This Week in Logistics News (March 19-23, 2018)

I’m on borrowed time this morning, so let’s go straight to the supply chain and logistics news that caught my attention this week:

The Headline Everyone Feared: Self-Driving Car Kills Pedestrian

The headline everyone working on autonomous cars and trucks feared (but always knew would come someday) came true this week: a self-driving car killed a pedestrian as she crossed a road in Tempe, Arizona. As reported by the New York Times:

The [Uber] car, a Volvo XC90 sport utility vehicle outfitted with a sensor system, was in autonomous mode when it struck Elaine Herzberg around 10 p.m. on Sunday. There was a human safety driver at the wheel, but the car was carrying no passengers.

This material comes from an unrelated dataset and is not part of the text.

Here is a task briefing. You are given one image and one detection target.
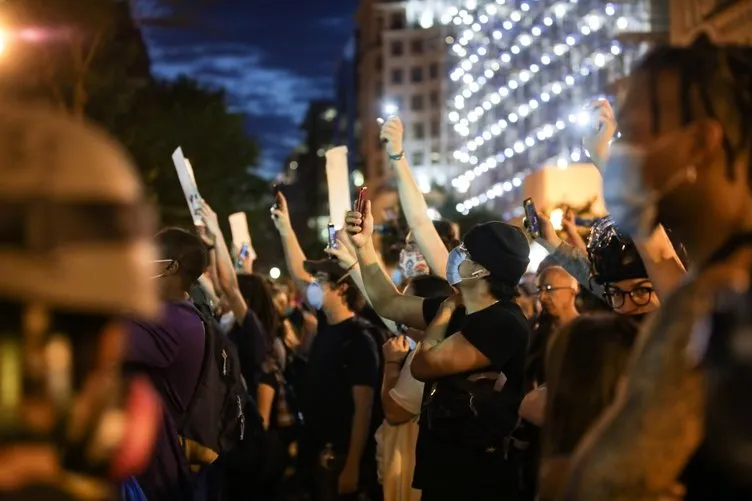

The vehicle was going about 40 miles an hour on a street with a 45-mile-an-hour speed limit when it struck Ms. Herzberg, 49, who was walking her bicycle across the street, according to the Tempe police.

The Tempe police department released a video recording from a dashboard camera showing the exterior and interior of the car moments before the accident. I watched the video and Ms. Herzberg appears to come out of nowhere in the dark (she was crossing in the middle of the road, not a crosswalk). Would I had seen in her time to react? I honestly don’t know, which is exactly why autonomous vehicles with lidar, sensors, and cameras are supposed to be safer than human drivers (by seeing, detecting, and reacting faster than humans). Why did these systems fail? That’s the big question Uber will have to investigate and answer, but the short answer is that, despite all of the optimistic predictions of when driverless cars will roam the streets, autonomous driving technology is still not ready for prime time.

In fact, that was my big takeaway last November after attending CSCMP’s EDGE 2017 conference. As I wrote at the time:

Will the technology, specifically driverless cars on urban streets, really be ready in a couple of years? If you attended this year’s CSCMP EDGE 2017 conference and listened to Professor Mary “Missy” Cummings’ keynote speech on “The Future of Artificial Intelligence and Logistics,” you probably walked away, like I did, with some serious doubts.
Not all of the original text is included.